(559a) Polymer Dynamics In Single Wall Carbon Nanotube / Polystyrene Nanocomposites

Polymer nanocomposites provide access to new regimes of polymer dynamics in which the impenetrable filler particles are comparable to and frequently smaller than the polymer chain conformation. In this study, single wall carbon nanotubes (SWCNTs) / polystyrene (PS) nanocomposites were prepared by a coagulation method. Using this method, the nanotubes are evenly distributed in the polymer matrix and the SWCNTs exist as small bundles with a diameter of 9.6 nm and aspect ratio of ~35. An elastic recoil detection (ERD) method was employed to detect the tracer, deuterated polystyrene (dPS), diffusion into the nanocomposites and the tracer diffusion coefficients were determined. Rheological properties were measured in the PS linear viscoelastic regime.
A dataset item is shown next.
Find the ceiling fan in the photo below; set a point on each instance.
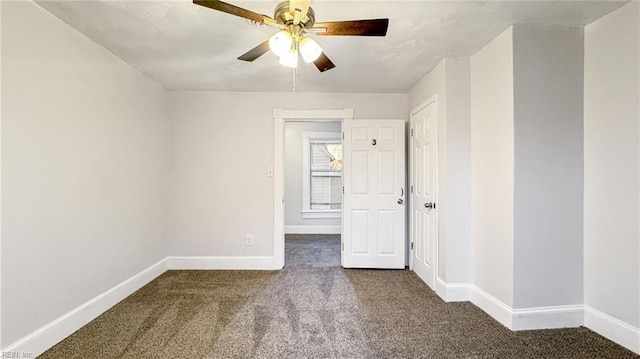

The tracer diffusion coefficient first decreases and then increases with increasing SWCNT loading. The polymer entanglement molecular weight and the relaxation time remain constant according to our linear viscoelastic measurements. Therefore, this does not explain the change in the tracer diffusion coefficient. The transition from decreasing to increasing tracer diffusion corresponds approximately with the onset to rheological percolation and appears to increase to a higher SWCNT loading with decreasing matrix molecular weight. A trap model is proposed to describe the polymer diffusion in these nanocomposites. SWCNT bundles introduce traps around them into the composites system. Within and out of the trap, the polymer diffusion rates are the same, but the diffusion slows down when the tracer moves away from the nanotubes. When the SWCNT loading is below the percolation threshold, the traps are isolated and the diffusion coefficient decreases. With increasing SWCNT loading, the SWCNT bundles percolate and the traps overlap, which allows the tracer polymer to move along the nanotube network and the apparent tracer diffusion coefficient increases. With further increasing SWCNT content, the volume fraction of the trap in the composites becomes larger and larger, the tracer diffusion coefficient recovers back to the diffusion coefficient in the pure polymer. Simulated results from the trap model compare favorably with our experimental results.